An important step in the transformation of the Chevron Island houses was the engagement of visual artists Glennys Briggs, Rebecca Ross and Mint Art House Collective. Each were invited to consider the exterior of one of the three dilapidated houses as a canvas and create a large scale, 360-degree artwork that would connect with the place and also provide a strong cultural frame for the Festival Hub.
First Nations Gold Coast-based artist Glennys Briggs, a Taungwurrung–Yorta Yorta woman from Victoria, used her fingerprint as the basis for her work, DNA, enlarging it and wrapping it around the walls of the house to communicate the enduring presence and spirit of the Traditional Custodians – their DNA is embedded in the land.

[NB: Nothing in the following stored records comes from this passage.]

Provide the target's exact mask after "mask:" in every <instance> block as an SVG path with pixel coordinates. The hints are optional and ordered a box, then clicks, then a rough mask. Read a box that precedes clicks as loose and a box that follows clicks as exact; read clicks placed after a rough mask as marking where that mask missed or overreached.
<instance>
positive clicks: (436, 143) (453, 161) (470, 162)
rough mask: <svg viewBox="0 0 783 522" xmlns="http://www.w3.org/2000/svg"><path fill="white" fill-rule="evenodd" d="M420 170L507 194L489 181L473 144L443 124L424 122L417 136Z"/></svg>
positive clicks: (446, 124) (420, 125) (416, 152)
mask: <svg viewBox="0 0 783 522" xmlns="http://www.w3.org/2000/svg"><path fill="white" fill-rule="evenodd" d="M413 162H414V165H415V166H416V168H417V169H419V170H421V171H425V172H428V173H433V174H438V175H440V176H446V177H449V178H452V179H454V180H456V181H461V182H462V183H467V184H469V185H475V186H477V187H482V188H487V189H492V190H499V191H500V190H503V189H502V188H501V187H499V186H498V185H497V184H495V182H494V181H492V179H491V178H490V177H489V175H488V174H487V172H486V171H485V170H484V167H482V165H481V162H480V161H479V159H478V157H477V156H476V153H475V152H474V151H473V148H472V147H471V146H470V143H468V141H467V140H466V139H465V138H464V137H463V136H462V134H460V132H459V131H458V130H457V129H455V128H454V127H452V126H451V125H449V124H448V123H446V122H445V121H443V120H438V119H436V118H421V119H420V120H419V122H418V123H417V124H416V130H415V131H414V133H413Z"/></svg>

Gold Coast artist Rebecca Ross used hand-cut adhesive vinyl sheeting and projections to create her work, Light House, a hyper-colour, dynamic explosion shining a light on the site, seeking to draw people to a place previously overlooked.
For their work, A Pleasant Place, Mint Art House reflected on the uncertain times and sought to create a place of calm, hope and clarity by painting the entire house sky blue with clouds. Mint also referenced local graffiti artist EGGS, who’d tagged the house several times, by incorporating a fried egg sculpture draped over the balcony.
Stage 4 – Public Engagement
Visibility was central to the success of the project; the artists and their work became the face of the project. The local community became the champions and advocates for the neighbourhood transformation. As Chez Nous on Chevron opened to the public during a festival, thousands of locals and visitors descended on the local area during the two weeks of the Festival. The flow-on effect for businesses was visible and the transformation of the houses became the catalyst for what else was needed to nurture the village vibe.
Stage 5 – Future
Chez Nous on Chevron houses remained for almost 12 months after the Festival. The art houses were a reprieve from the broken windows, overgrown landscape and peeling paint. The houses have since been demolished to make way for a new development and the village life of Chevron continues to evolve.